I.
In 1956, W.H. Auden returned to an Oxford University from which he had graduated almost thirty years earlier. He was now the University’s Professor of Poetry, and in his Inaugural Lecture he spoke of an old concern of his-one that h had addressed in very different terms in 1939. In that distant age, in his famous elegy on Yeats, he had asserted that
Mad Ireland hurt you into poetry.
Now Ireland has her madness and her weather still.
For poetry makes nothing happen: it survives
In the valley of its making where executives
Would never want to tamper.
Is it good or bad that “poetry makes nothing happen”? Though it may be regrettable that Yeats’ poetry could not change Ireland, Auden’s sneer at “executives” suggests that poetry’s disconnection from things that happen can be a mark of distinction, a badge of honor. But by the time he got back to Oxford Auden had stopped sneering and had become rather mournful about the uselessness of poetry—though that mournfulness could often be masked by humor. At the beginning of his Inaugural Lecture he said,
"I should be feeling less uneasy at this moment than I do, if the duties of the Professor of Poetry were to produce, as occasion should demand, an epithalamium for the nuptials of a Reader in Romance Languages, an elegy on a deceased Canon of Christ Church, a May-day Masque for Somerville [College], or an election ballad for his successor."
Most of Auden’s listeners no doubt thought he was joking, but he wasn’t. By this point in his career Auden had so thoroughly repudiated the splendid isolation of poetry advocated by Romantic and modern writers alike that he had developed a genuine longing for a conception of the writer as a public servant or as an artisan: the fabricator of objects not only for pleasure but also for use.
I should note that Auden’s argument with the Romantic tradition is not the same as that of his modernist predecessors like T. S. Eliot and James Joyce. Whereas those writers chastised Romanticism for its relentless celebration of the self, its “cult of personality,” Auden frowns upon both Romantic and modern poetics for their acceptance of the autonomy of the literary imagination: for him such autonomy may more accurately be described as an enervating and ultimately deadly detachment. In the 1930s another writer, the Polish poet Oscar Milosz (older cousin of the Nobel Prize winner Czeslaw Milosz), described this isolating and aestheticizing tendency as an “unfortunate deviation” in the long history of poetry, which has “produced a schism and a misunderstanding between the poet and the great human family which has continued to the present.”
Once such a diagnosis has been made, the next question is, how may this “schism” be healed, the family restored to wholeness? What can bring the prodigal poets back into the fold? Such a task is not, we must recognize, only a matter of encouraging writers to renew their ties with their society; it also involves getting readers to unlearn the lessons of literary autonomy which they have learned better perhaps than the writers themselves. Oscar Milosz argues that such a restoration can occur only through the arrival on the scene of a great author, “a modern Homer, Shakespeare, or Dante” who will renounce “his paltry ego” and reestablish a viable connection with the people. But even a possibility as remote as that is beyond Auden’s imagination:
"The so-called fine arts have lost the social utility they once had.
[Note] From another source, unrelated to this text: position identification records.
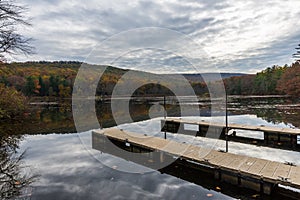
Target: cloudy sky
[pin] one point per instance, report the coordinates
(235, 35)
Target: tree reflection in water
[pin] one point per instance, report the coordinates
(13, 180)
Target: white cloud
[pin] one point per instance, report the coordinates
(239, 34)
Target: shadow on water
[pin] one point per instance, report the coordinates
(14, 182)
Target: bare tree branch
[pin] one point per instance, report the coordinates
(12, 42)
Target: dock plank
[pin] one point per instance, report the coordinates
(275, 172)
(282, 170)
(257, 167)
(268, 129)
(269, 170)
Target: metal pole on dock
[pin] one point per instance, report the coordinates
(226, 118)
(165, 114)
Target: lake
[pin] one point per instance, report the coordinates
(67, 167)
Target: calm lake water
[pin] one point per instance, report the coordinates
(69, 168)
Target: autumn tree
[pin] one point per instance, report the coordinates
(297, 54)
(290, 80)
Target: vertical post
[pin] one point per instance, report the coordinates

Since the invention of printing and the spread of literacy, verse no longer has a utility value as a mnemonic, a device by which knowledge and culture were handed on from one generation to the next, and, since the invention of the camera, the draughtsman and the painter are no longer needed to provide visual documentation; they have, consequently, become “pure” arts, that is, gratuitous activities. . . . In the purely gratuitous arts . . . our century has no need, I believe, to be ashamed of its achievements, and in its production of purely utile and functional articles . . . it surpasses every previous age. But whenever it attempts to combine the gratuitous and the utile, to fabricate something which shall be both functional and beautiful, it fails utterly."
Thus Auden has a diagnosis but no prescription for cure: he cannot envision any changes in our world that would restore the arts to the usefulness he believes they once had.
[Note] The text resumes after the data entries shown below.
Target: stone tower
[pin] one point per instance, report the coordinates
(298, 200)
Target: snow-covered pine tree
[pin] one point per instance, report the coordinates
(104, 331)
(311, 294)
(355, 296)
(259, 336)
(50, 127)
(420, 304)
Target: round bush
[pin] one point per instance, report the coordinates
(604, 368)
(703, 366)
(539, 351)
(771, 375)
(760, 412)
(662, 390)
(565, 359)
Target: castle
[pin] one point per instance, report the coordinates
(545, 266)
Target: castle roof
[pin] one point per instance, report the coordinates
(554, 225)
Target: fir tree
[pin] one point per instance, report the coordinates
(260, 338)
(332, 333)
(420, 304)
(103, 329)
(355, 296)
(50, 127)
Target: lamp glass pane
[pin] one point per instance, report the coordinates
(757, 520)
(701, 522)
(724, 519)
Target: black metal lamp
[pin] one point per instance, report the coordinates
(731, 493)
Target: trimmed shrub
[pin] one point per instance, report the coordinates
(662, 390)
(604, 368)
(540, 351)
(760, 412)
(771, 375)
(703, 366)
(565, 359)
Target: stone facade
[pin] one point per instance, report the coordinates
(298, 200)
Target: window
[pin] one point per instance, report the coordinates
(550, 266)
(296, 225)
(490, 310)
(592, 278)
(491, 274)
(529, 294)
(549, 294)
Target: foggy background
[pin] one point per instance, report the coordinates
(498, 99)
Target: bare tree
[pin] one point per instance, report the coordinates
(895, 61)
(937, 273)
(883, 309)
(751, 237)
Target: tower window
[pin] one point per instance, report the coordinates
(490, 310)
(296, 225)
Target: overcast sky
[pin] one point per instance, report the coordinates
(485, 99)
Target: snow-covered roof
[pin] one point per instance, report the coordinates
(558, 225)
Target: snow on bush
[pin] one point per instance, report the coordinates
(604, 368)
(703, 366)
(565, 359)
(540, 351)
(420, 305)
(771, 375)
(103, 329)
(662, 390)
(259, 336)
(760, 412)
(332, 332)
People who nowadays study literature, especially those doing it for a living as either students or teachers seem to be prone to the same kind of uneasiness that afflicted Auden and Milosz, and the doctrines of literary autonomy have had consequences not only for writers and readers, but also for teachers and students. The current ideological ferment in literary studies--the heated arguments about the political effects of literature and literary study, the increasing skepticism about the validity of purely aesthetic categories, and so on, has been generated by the same social and cultural forces that caused Auden’s nostalgia for a poetic World That Time Forgot.
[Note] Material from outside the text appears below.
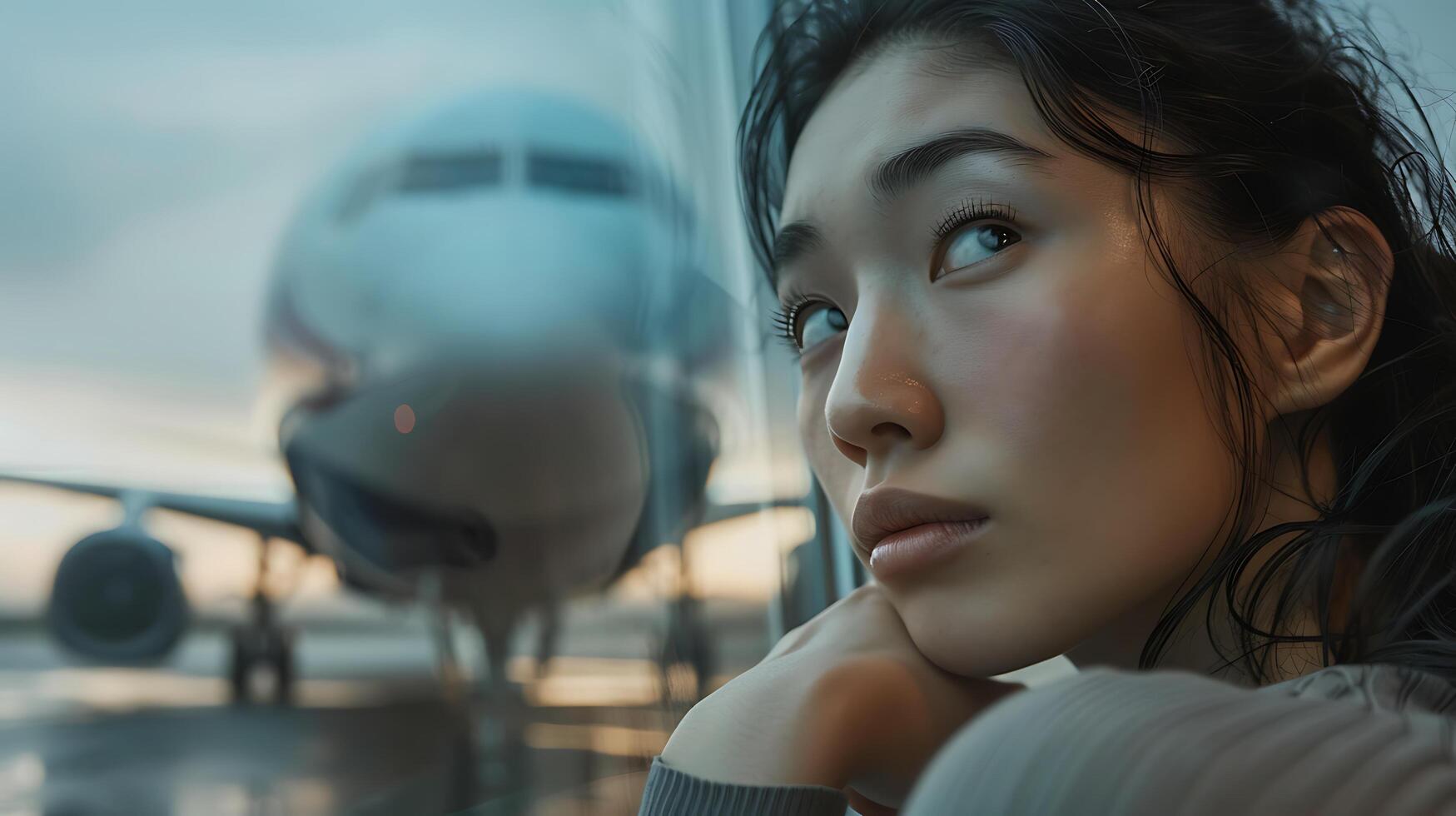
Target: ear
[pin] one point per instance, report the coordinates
(1328, 293)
But the arguments prompted by this admirable desire to reconnect the teaching, as well as the writing, of literature with “the great human family” have so far been fruitless for the most part, dominated by rhetorical posturing, name-calling, claiming of the moral high ground, and other tactics that contribute little to the potential resolution of the debate, or even to mutual comprehension by the antagonists. This fruitlessness, moreover, is inevitable--if for no other reason, because the vocabulary is so shallow and inflexible, and thus in need of replacement, or at least supplementation, by a language that is better able to account for what literature says to us and how we receive it. In short, we have been talking too much about politics and far too little about ethics.